Susurluk Şeker Fabrikası'nda iki yıldır çarklar dönmüyor
Fabrika yönetimi ve sendika, fabrikanın bu yıl tekrar çalışması için yaklaşık bir aydır bölgedeki çiftçiden pancar ekimi için taahhüt alıyor. Çiftçiden, şimdiye kadar 100 ton civarında taahhüt alınırken, bu rakamın 200 bin tona çıkarılması hedefleniyor.
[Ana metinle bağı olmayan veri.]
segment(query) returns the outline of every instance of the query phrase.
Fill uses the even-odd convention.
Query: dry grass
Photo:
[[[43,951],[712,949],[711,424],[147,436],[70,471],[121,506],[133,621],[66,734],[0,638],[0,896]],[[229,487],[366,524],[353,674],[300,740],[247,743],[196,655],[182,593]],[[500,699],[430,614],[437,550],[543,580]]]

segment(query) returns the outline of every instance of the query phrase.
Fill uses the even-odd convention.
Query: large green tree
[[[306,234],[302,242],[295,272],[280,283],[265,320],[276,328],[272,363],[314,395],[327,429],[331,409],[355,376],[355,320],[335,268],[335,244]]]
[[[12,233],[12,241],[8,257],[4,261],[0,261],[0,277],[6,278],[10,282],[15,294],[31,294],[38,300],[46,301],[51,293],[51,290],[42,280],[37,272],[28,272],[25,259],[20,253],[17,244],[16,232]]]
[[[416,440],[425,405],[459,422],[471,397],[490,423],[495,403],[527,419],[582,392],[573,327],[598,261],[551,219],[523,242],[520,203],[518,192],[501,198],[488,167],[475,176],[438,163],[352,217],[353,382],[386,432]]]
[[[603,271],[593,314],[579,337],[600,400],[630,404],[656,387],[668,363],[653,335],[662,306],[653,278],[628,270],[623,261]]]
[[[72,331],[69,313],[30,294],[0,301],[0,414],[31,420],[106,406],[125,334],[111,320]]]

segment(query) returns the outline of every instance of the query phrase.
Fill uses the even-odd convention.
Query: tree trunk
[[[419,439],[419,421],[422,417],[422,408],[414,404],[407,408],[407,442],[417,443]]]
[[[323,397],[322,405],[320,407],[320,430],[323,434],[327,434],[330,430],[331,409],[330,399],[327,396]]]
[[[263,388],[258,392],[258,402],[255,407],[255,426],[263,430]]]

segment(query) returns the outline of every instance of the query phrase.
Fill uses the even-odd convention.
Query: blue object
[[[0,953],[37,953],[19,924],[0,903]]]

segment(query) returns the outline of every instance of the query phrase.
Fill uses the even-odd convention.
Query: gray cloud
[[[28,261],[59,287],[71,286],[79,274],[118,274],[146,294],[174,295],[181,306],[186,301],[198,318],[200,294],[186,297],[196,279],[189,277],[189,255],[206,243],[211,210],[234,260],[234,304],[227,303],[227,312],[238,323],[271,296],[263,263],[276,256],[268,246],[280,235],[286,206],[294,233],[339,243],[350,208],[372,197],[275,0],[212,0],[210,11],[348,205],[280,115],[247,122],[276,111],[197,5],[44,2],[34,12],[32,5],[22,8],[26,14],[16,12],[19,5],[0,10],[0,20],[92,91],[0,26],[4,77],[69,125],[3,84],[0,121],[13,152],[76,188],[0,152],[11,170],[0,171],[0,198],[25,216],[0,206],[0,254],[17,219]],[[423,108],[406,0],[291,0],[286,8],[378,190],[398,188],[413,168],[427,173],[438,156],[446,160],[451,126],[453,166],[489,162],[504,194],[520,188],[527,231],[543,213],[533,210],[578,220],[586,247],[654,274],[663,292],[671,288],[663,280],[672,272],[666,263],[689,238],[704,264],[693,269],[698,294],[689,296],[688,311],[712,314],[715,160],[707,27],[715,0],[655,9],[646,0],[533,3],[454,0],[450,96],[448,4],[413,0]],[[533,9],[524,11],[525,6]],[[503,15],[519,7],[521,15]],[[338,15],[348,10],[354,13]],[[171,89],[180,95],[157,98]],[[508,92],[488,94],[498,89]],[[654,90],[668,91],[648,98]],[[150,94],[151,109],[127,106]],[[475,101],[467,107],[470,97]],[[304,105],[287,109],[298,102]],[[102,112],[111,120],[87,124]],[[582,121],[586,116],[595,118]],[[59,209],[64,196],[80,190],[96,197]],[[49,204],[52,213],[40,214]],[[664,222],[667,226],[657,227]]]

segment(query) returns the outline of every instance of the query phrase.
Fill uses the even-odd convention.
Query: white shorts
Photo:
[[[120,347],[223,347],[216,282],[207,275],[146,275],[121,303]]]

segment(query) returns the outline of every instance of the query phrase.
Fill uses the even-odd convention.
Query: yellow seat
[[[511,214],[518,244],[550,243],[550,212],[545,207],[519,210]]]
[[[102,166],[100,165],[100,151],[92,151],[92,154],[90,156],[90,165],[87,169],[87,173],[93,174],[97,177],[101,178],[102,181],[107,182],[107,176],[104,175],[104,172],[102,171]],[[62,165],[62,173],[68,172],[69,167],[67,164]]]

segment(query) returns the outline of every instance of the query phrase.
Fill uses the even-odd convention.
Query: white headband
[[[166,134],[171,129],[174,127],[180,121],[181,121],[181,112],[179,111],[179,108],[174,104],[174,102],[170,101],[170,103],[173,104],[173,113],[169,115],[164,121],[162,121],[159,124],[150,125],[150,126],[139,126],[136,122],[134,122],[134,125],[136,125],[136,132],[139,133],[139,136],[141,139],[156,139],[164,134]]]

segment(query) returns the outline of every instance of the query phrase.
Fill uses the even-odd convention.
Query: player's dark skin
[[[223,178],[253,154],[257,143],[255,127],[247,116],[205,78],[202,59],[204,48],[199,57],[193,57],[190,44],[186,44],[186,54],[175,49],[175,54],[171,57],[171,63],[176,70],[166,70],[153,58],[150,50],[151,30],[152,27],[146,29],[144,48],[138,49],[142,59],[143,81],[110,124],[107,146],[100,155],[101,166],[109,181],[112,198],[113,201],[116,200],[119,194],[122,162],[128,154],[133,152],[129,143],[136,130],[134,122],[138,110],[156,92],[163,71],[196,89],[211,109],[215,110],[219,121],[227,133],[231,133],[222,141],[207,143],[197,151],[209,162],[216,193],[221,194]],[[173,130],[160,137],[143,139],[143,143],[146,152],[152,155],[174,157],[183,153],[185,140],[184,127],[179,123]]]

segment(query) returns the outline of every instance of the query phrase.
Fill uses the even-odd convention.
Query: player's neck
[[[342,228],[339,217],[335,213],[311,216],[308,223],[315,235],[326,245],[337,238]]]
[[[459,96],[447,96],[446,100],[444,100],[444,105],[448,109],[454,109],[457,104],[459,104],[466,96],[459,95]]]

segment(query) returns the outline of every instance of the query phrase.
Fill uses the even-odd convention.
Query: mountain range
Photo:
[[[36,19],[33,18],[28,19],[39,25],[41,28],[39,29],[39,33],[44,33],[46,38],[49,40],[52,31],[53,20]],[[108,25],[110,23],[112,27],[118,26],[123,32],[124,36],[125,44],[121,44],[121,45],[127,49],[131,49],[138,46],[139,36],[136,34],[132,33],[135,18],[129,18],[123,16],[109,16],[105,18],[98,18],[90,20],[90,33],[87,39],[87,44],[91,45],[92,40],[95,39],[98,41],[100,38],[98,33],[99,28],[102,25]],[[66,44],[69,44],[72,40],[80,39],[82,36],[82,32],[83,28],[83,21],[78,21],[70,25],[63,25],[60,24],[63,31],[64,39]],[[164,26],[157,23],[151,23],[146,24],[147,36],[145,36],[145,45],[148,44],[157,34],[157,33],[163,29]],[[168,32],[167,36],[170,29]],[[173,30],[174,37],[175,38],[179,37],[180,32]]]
Temeli, Üçüncü Cumhurbaşkanı Celal Bayar tarafından 1954 yılında atılan, bir yıl sonra üretime geçen Susurluk Şeker Fabrikası, son iki yıldır çalışmıyor. Türkiye'deki 32 şeker fabrikası içinde büyüklüğü ve işleme kapasitesi açısından önemli bir yere sahip olan fabrika, bölgenin ekonomisi için hayati öneme sahip. Fabrikanın, 2010 yılında bölgeye sağladığı katma değer 100 milyon lira civarında. Susurluk Şeker Fabrikası, Çarşamba Şeker Fabrikası ile birlikte Türkiye'de şu anda çalışmayan iki şeker farikasından biri. 1990 yılında 180 gün boyunca toplam 1 milyon 70 bin ton pancarın işlendiği fabrikada, 2010 yılında ise bu miktar büyük bir gerilemeyle 248 bin tona düşmüş. Fabrikanın tekrar çalışmasını bekleyen işçilerin bir bölümü, diğer fabrikalara geçici olarak görevlendiriliyor. Ancak iki yıldır çalışmadan maaşlarını alan işçiler, bir an önce fabrikanın çalışmasını bekliyor. Balıkesir-Bursa kara yolu üzerinde toplam 840 dekar alan üzerine kurulan fabrika içerisinde lojman, okul, cami, sağlık ocağı, berber, market, çiftlik ve birçok sosyal alan bulunuyor.
"BÖLGEDE YETERLİ MİKTARDA PANCAR EKİMİ YAPILMIYOR"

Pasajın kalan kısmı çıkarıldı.